Qu’est-ce que vient changer la nouvelle politique sanitaire chinoise ?

La suspension de la communication du gouvernement ajoute une strate d’incertitude supplémentaire, même si les chiffres n’ont jamais été transparents. On savait que la politique « zéro Covid » allait être difficile à maintenir sur le long terme. Mais le relâchement total de ces mesures sur une population faiblement immunisée aura des conséquences brutales. Sur le plan régional, la Chine va devoir faire face à un boom de formes graves et à une hausse des décès. Les estimations indiquent que le pays rencontre autour de 30 millions de cas journaliers et cela ne risque pas de s’améliorer. Selon les projections – en fonction du nombre de cas, de l’immunité et des variants –, la Chine risque d’avoir jusqu’à 2 millions de décès durant cette vague s’il n’y a pas une accélération de la campagne vaccinale.

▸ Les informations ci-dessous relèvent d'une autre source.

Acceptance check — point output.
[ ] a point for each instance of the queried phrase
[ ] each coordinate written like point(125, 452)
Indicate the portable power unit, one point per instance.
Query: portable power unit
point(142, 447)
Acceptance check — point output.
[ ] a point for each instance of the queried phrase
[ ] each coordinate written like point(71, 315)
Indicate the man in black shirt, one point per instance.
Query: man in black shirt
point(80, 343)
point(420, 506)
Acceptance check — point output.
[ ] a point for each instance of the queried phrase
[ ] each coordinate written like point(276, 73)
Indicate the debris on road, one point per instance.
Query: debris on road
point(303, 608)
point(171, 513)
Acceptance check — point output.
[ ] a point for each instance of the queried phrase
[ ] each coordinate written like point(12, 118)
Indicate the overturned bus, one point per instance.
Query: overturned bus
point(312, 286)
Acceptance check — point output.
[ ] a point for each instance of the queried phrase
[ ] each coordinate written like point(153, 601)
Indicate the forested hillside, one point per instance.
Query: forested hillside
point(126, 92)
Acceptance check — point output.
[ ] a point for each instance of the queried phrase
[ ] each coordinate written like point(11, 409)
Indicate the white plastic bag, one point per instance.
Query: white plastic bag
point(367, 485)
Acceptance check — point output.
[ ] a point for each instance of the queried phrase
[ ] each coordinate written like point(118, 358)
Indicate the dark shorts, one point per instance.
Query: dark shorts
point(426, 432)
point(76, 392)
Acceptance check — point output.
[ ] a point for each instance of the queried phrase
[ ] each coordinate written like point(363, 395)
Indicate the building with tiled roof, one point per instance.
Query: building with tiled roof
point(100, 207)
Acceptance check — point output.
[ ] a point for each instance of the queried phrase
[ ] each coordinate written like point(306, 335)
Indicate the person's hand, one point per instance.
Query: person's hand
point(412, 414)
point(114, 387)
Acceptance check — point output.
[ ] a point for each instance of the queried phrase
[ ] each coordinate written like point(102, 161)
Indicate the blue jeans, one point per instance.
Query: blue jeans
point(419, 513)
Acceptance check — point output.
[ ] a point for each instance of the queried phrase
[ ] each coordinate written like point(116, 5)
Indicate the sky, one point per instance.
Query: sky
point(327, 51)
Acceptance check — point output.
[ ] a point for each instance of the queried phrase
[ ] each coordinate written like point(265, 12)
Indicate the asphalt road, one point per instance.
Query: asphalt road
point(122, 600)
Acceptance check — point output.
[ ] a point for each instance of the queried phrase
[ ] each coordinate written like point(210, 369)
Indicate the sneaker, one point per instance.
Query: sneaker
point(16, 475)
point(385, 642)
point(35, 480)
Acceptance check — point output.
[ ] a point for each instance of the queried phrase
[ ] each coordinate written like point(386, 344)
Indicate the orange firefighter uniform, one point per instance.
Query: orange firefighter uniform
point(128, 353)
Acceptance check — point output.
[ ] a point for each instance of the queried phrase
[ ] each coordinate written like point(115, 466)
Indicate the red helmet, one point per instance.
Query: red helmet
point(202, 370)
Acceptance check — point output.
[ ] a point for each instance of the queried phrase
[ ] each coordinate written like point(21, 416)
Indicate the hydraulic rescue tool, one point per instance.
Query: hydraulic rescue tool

Quelles conséquences sur le paysage épidémiologique ?

Il s’agit d’une situation qui soulève plus de questions que de réponses. La circulation rapide du Sars-Cov-2 en Chine peut favoriser l’émergence de nouveaux variants et l’absence de communication compromet la surveillance. Actuellement, la souche qui porte la vague en Chine est BF.7, un descendant d’omicron BA.5 – tout comme BQ.1.1. Sa présence en Europe a été attestée mais reste très faible.

Doit-on craindre un nouveau variant ?

Les différents variants et sous-variants évoluent souvent dans un contexte de pression de sélection. Autrement dit, pour qu’un variant apparaisse et arrive à s’imposer, il faut qu’il soit capable d’échapper aux anticorps présents dans l’organisme – du fait d’une vaccination ou une contamination récente. A ce stade, le risque pour les populations européennes est réduit car la faible immunité de la population chinoise empêche la présence de cette pression de sélection. Et le virus ne serait pas en mesure d’acquérir les capacités évolutives pour avoir un bon échappement immunitaire.

Il ne faut toutefois pas minimiser la situation car une circulation incontrôlée du virus pourrait accélérer les mutations. Et si on n’a pas les données pour les tracer et les étudier, il sera plus difficile d’anticiper l’apparition de nouveaux variants problématiques.

L’Europe devrait-elle s’inquiéter ?

Il faut être rassurant. En France et en Europe, nous avons une immunité globale très importante. La France n’est pas exposée au risque d’une vague en lien avec la situation de la Chine sur le court terme. Mais, encore une fois, le manque de vigilance peut compliquer les choses sur le long terme. C’est surtout l’incertitude qui est problématique. Depuis le début de la pandémie, on n’a jamais été confronté à un tel nombre de cas dans un même territoire. Plus la circulation d’un virus est incontrôlée, plus on a besoin d’une photographie de la situation sanitaire. Et sans transparence dans la communication des chiffres, il sera très difficile de l’obtenir. La seule solution pour faire face à une pandémie est d’avoir des données sur la présence des variants et agir en fonction. On a besoin de cette transparence.

La Chine vit une situation très différente de celle de l’Europe. Le virus a peu circulé à cause de leur politique sanitaire et la couverture vaccinale y est très faible. Seulement 60 % des Chinois âgés de plus de 80 ans sont vaccinés. La vaccination globale se situe autour de 10 % – avec un vaccin dont on connaît moins bien l’efficacité. Cela a comme résultat une possibilité importante pour le virus de circuler de façon incontrôlée notamment chez les plus fragiles. De ce point de vue, la situation est moins menaçante pour les pays qui présentent une haute couverture vaccinale.